Revisiting Study Finding Higher Perforation Rates for Cook Celect IVC Filter


. By Gordon Gibb

We’re just beyond the second anniversary of the release, and publication of a study in August, 2015 that placed a particular focus on IVC filters manufactured by Cook Medical, and their Cook Celect IVC filter line. It should be noted that inferior vena cava filters made by other manufacturers have been similarly problematic and have suffered failures not unlike those of Cook Celect filters.

However, researchers from Northwestern University and the University of Colorado determined that strut perforations associated with the Cook Celect line were found to be at a higher rate when compared with perforations linked to other manufacturers.

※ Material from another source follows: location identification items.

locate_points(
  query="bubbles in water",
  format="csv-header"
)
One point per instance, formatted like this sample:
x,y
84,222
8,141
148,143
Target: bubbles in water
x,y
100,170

IVC filters are spider-like devices placed in the inferior vena cava, the primary artery that brings deoxygenated blood up from the lower extremities towards the heart and lungs. In older adults, the lower extremities is where most blood clots can form and travel up the inferior vena cava, where a migrating clot can cause a life-threatening pulmonary embolism if it reaches the lung. Blood thinners are normally prescribed to thin the blood as a hedge against blood clot formation. However, in patients who can’t tolerate blood thinners or who are at a heightened risk for blood clot, an IVC filter is often prescribed.

The IVC filter, such as the C.R. Bard G2 IVC filter or those manufactured by Cook Medical in the Cook Celect line, is placed in the inferior vena cava with a catheter, where it is designed to linger and ‘catch’ migrating blood clots, preventing same from travelling up the inferior vena cava. Thin, metal struts hold the IVC filter in place, while additional struts serve to entrap blood clots.

At one time more commonly used as a permanent response to a patient with chronic risk for blood clots, in later years IVC filters have evolved to be retrievable, and are thus employed as a short-term response to a risk for blood clot.

There have been difficulties, however with retrieving the devices. Many have failed, when pieces of the IVC filter have broken free and migrated up through the inferior vena cava to the heart and lungs. In some cases, the entire filter has migrated away from the initial point of insertion.

There have also been instances where the anchoring struts of the IVC filter have perforated the arterial walls – and therein lay the primary finding of the 2015 study with regard to the Cook Celect IVC filter, found by researchers to have a higher rate of perforation when compared with the REX Option filters, made by REX Medical. Researchers were assessing the retrievably of IVC filters, when they happened upon the perforation issue.

To that end, Cook Celect filters were shown in the study to have a strut perforation rate of 43 percent. In comparison the REX Option device was shown to have a perforation rate of less than
one percent.

Cook Celect IVC filter lawsuits are consolidated in MDL No. 2570 IN RE: Cook Medical, Inc. IVC Filters Marketing, Sales Practices and Products Liability Litigation in the Southern District of Louisiana.